Focus on Patient Safety - « Primary care... risks also arise »
The national epidemiological study on primary care ESPRIT  highlighted in 2013 the high frequency of care-related adverse events in the primary care sector (according to the 127 general practitioners who took part, 54% of care-related adverse events occur at least once per quarter, of which 17% occur at least once per month). However, due to underreporting by professionals in this sector, it is not possible to gain an accurate view of the scope of the problem. A review of care-related serious adverse events based on national reporting highlighted 209 primary care-related serious adverse events from March 2017 to December 2021. They involve emergency service call handling issues, suicides of patients on leave from inpatient psychiatric care, home births, falls during physiotherapy sessions or during care by home nursing care services, medication errors, or treatment failures.

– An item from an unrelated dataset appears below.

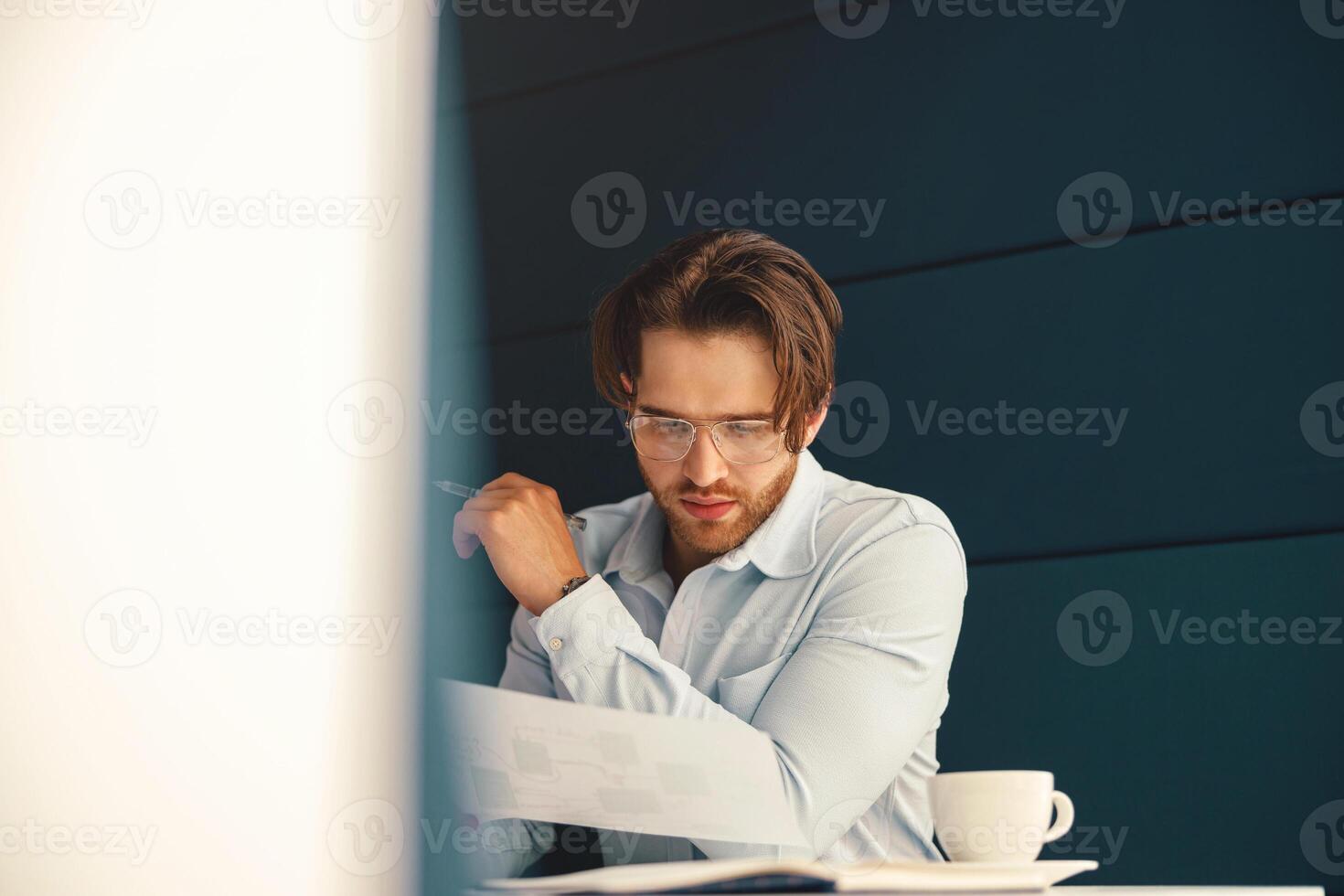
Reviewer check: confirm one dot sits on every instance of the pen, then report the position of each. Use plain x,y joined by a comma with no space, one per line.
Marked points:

This Focus of patient safety will alert healthcare professionals and raise awareness of the occurrence of care-related serious adverse events that could have been avoided.
So it doesn’t happen again
While the analysis of the causes and barriers reveals multiple root causes including underestimation of the patient’s capability to remain alone in their home or failure to comply with best practice guidelines, the common thread in these care-related serious adverse events is a failure to communicate and share information.
In primary care, to improve care coordination, information is key for better communication.